DenseSwinV2: Channel Attentive Dual Branch CNN Transformer Learning for Cassava Leaf Disease Classification

arXiv cs.AI / 3/30/2026

💬 OpinionSignals & Early TrendsIdeas & Deep AnalysisModels & Research

Key Points

  • The paper introduces DenseSwinV2, a hybrid two-branch CNN–Transformer framework that combines DenseNet-style dense local feature learning with customized Swin Transformer V2 global contextual modeling for cassava leaf disease classification.
  • It uses shifted-window self-attention to capture long-range dependencies that help distinguish visually similar lesions, addressing challenges like occlusion, noise, and complex backgrounds.
  • Independent channel-squeeze attention modules are applied to each stream to amplify discriminative disease-related responses while suppressing redundant or background activations.
  • On a public cassava dataset with 31,000 images across five conditions (including normal), DenseSwinV2 reports 98.02% classification accuracy and an F1 score of 97.81%, outperforming established CNN and transformer baselines.
  • The results suggest the approach is robust and practical for field-level agricultural diagnosis where image quality is variable.

Abstract

This work presents a new Hybrid Dense SwinV2, a two-branch framework that jointly leverages densely connected convolutional features and hierarchical customized Swin Transformer V2 (SwinV2) representations for cassava disease classification. The proposed framework captures high resolution local features through its DenseNet branch, preserving the fine structural cues and also allowing for effective gradient flow. Concurrently, the customized SwinV2 models global contextual dependencies through the idea of shifted-window self attention, which enables the capture of long range interactions critical in distinguishing between visually similar lesions. Moreover, an attention channel-squeeze module is employed for each CNN Transformer stream independently to emphasize discriminative disease related responses and suppress redundant or background driven activations. Finally, these discriminative channels are fused to achieve refined representations from the dense local and SwinV2 global correlated strengthened feature maps, respectively.
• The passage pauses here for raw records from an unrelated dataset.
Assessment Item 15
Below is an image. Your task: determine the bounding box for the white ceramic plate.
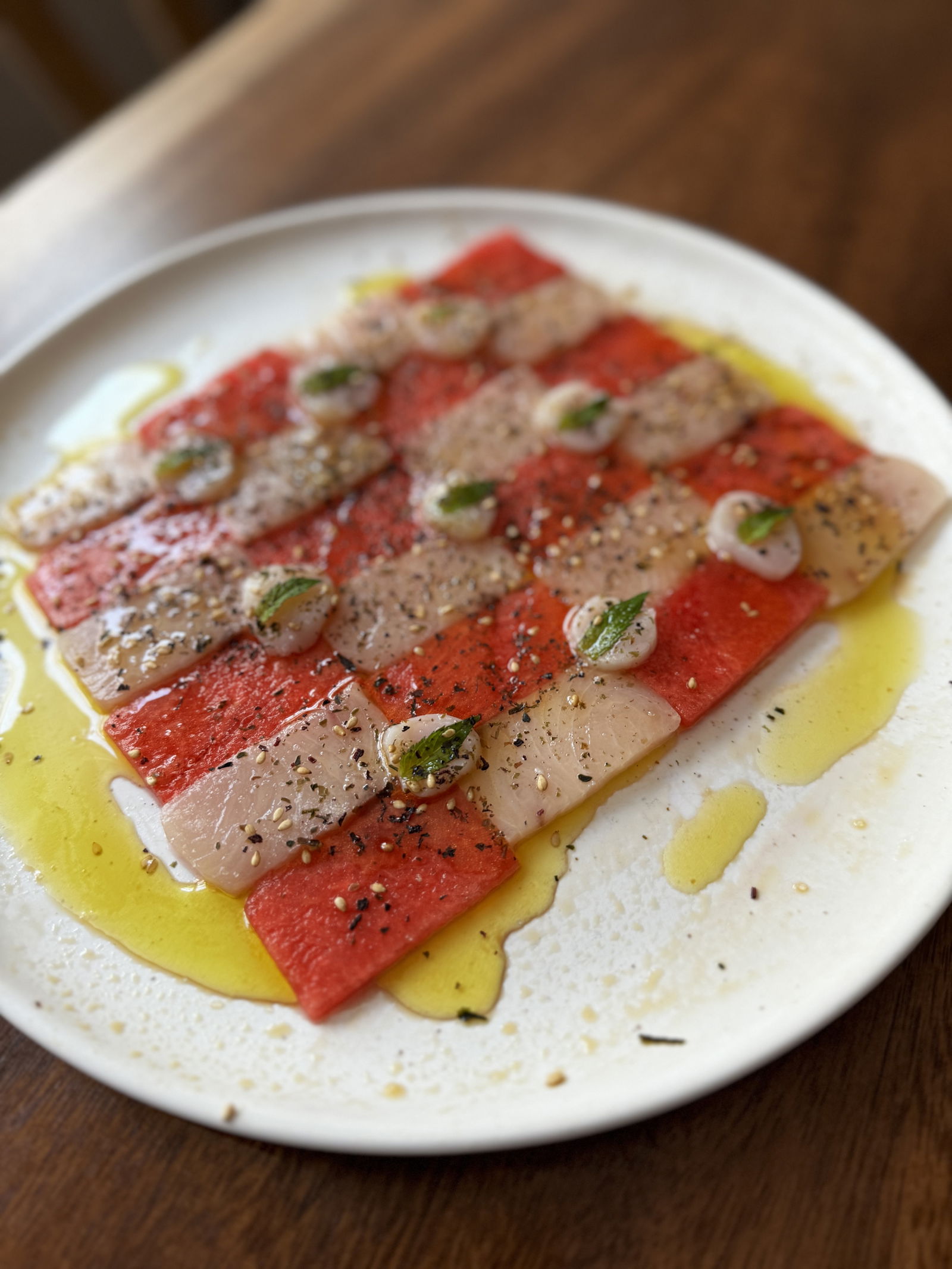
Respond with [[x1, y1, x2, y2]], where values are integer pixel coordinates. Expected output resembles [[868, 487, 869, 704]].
[[0, 190, 952, 1154]]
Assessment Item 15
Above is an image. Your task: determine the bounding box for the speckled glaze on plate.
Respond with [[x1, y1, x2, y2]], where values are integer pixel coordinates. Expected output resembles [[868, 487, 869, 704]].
[[0, 190, 952, 1154]]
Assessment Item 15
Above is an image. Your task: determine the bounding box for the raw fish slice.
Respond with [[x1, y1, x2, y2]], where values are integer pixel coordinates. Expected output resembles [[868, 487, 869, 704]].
[[245, 797, 519, 1022], [635, 559, 826, 727], [682, 405, 866, 506], [139, 349, 293, 449], [490, 274, 612, 362], [105, 636, 350, 802], [27, 499, 223, 629], [536, 314, 694, 396], [793, 455, 948, 607], [619, 356, 772, 467], [0, 440, 155, 551], [60, 556, 246, 708], [324, 540, 522, 670], [536, 478, 708, 604], [403, 365, 544, 480], [218, 427, 390, 542], [162, 683, 387, 895], [459, 670, 680, 845]]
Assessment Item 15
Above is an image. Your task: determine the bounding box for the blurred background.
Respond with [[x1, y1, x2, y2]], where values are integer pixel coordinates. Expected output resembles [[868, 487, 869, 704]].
[[0, 0, 250, 190]]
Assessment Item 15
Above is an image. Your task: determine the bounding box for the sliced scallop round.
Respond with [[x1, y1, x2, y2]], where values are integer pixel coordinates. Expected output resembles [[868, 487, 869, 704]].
[[707, 488, 802, 581], [406, 296, 493, 359], [380, 713, 481, 797], [563, 595, 657, 670], [241, 565, 337, 656], [532, 380, 622, 455], [419, 472, 496, 542]]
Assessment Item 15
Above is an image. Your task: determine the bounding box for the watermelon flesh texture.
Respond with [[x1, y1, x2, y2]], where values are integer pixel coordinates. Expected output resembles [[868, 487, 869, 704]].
[[245, 795, 518, 1022], [635, 560, 826, 727]]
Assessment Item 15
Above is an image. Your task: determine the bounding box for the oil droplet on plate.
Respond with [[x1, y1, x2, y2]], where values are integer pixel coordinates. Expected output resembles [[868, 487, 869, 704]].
[[661, 782, 767, 895], [756, 569, 919, 784]]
The proposed Dense SwinV2 utilized a public cassava leaf disease dataset of 31000 images, comprised of five diseases, including brown streak, mosaic, green mottle, bacterial blight, and normal leaf conditions. The proposed Dense SwinV2 demonstrates a significant classification accuracy of 98.02 percent with an F1 score of 97.81 percent, outperforming well-established convolutional and transformer models. These results underline the fact that Hybrid Dense SwinV2 offers robustness and practicality in the field level diagnosis of cassava disease and real world challenges related to occlusion, noise, and complex backgrounds.